Others, let’s see an example implementation first.

Example use

   1: xmlHttp.onreadystatechange=function()
   2: {
   3:     if(xmlHttp.readyState==4)
   4:     {
   5:         alert(xmlHttp.responseText);
   6:     }
   7: }
   9: xmlHttp.open("GET", 'http://myserver.com/transport.php?action=' + 
  10:                     urlencode('different-server.com/return_call.php') +
  11:                     '&method=get&data1=101&data2=pass', true );
  13: xmlHttp.send(null);

Now, lets see how it works:

  1. The script makes an AJAX call to the myserver.com/transport.php with a few parameters:
    • action = the target URL you need to fetch, from a different domain
    • method = the HTTP method (post/get)
    • data1, data2 = sample parameters for using as either query-string or POST fields
  2. When the request is received by transport.php, it uses cURL to make a call to the page mentioned in action.
  3. Based on the method, it either makes a GET request or a POST request. In both cases, it sends the extra parameters that are sent.
  4. After the response is received, transport.php echoes it. So, you have what you need!


Cross-Domain AJAX call transporter.
Downloaded: [downloadcounter(transport)] times

Comments and suggestions are most welcomed 🙂

22 thoughts on “ Cross-Domain AJAX calls using PHP ”

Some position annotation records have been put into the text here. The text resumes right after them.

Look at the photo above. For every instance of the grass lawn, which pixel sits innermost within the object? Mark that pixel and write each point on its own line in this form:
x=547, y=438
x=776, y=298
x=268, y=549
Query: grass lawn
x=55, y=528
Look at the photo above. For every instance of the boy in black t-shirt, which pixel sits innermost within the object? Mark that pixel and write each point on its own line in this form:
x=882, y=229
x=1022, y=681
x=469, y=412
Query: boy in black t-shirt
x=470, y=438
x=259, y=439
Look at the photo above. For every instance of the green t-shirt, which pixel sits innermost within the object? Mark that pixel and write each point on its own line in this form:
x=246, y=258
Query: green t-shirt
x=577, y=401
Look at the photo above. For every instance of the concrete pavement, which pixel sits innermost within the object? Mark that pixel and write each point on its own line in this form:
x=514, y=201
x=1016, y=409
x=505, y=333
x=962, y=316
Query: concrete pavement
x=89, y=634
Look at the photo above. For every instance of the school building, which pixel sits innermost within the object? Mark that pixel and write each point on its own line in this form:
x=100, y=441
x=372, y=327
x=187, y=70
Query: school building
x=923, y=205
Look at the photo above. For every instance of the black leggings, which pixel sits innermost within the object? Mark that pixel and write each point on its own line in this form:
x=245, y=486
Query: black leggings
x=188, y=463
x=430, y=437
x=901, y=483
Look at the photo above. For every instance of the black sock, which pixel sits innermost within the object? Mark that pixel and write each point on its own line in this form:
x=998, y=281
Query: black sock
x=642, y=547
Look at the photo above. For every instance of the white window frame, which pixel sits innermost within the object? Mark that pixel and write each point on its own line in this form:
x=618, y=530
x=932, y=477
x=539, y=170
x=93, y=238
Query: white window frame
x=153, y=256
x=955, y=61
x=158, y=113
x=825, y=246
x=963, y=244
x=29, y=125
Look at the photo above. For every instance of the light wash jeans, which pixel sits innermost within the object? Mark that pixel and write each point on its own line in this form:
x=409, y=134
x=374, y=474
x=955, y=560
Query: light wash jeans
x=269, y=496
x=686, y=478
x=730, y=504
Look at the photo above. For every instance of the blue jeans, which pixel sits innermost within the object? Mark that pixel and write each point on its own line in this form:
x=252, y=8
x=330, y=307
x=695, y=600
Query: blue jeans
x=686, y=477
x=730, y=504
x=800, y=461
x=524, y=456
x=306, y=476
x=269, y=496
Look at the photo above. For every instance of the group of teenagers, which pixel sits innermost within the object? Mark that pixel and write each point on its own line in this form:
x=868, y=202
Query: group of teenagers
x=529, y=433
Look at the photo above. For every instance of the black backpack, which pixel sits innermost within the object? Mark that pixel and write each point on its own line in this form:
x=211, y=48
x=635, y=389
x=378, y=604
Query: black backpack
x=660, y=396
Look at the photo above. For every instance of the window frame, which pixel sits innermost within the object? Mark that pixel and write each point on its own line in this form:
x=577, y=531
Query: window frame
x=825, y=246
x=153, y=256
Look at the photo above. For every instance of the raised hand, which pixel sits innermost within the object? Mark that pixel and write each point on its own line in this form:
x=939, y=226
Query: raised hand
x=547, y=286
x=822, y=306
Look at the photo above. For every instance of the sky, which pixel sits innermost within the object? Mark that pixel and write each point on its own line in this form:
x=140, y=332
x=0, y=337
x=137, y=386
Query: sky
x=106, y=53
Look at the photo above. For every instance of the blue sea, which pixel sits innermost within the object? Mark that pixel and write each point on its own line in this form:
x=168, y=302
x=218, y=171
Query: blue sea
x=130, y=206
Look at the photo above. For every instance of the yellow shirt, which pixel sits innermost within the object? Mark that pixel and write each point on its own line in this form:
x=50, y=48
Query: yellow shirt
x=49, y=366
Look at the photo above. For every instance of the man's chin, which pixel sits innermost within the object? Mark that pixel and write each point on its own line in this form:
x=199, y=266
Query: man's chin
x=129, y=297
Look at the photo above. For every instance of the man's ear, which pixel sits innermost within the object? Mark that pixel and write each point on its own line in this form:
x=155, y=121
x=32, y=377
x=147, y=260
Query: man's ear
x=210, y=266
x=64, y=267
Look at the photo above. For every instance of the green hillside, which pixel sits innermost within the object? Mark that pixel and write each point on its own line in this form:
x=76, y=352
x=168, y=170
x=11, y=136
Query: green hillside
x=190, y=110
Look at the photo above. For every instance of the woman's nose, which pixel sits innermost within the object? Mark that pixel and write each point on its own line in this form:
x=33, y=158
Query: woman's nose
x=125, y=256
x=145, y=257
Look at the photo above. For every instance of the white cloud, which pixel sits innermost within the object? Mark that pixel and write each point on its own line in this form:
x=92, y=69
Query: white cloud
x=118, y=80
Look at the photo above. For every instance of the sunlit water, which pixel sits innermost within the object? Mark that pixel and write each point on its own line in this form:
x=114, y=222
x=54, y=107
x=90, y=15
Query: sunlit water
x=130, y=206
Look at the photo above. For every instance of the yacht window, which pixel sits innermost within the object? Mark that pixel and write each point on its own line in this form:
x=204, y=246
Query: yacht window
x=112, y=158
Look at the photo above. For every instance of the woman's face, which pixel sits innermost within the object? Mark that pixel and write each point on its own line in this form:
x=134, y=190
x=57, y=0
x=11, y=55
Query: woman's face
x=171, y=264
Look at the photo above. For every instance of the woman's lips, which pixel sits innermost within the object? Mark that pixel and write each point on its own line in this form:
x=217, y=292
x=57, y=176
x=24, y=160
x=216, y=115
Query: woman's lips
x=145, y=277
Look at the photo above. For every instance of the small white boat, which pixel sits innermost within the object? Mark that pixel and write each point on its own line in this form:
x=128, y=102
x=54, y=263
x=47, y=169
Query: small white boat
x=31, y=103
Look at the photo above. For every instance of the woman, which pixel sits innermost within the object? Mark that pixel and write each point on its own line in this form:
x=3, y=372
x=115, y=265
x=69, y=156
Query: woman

  1. Please please please add some caching mechanism to your script. You do not want to allow some kiddie to flood another website using your script. Even 1-minute cache is enough, but just don’t call this website everytime like this. Not only will it be slow but the other site owner might get angry at you.

  2. This is a nice tutorial with explanation. Well I want t o show if you want to use jquery (http://jquery.com/).

    If you want to get json data , then you can easily use getJSON.

    $.each(data.items, function(i,item){
    $("").attr("src", item.media.m).appendTo("#images");

    Or if you don’t want to get other type of data like XML or other type, then you have to use cURL in PHP:

    type: "GET",
    url : ”http://myserver.com/transport.php?action=’ +
    urlencode(‘different-server.com/return_call.php’) +
    success: function(serverResponse)
    /*parse serverResponse data */

  3. @Loic Hoguin: I completely agree with you that this script shouldn’t allow other person from web to misuse it for their own use.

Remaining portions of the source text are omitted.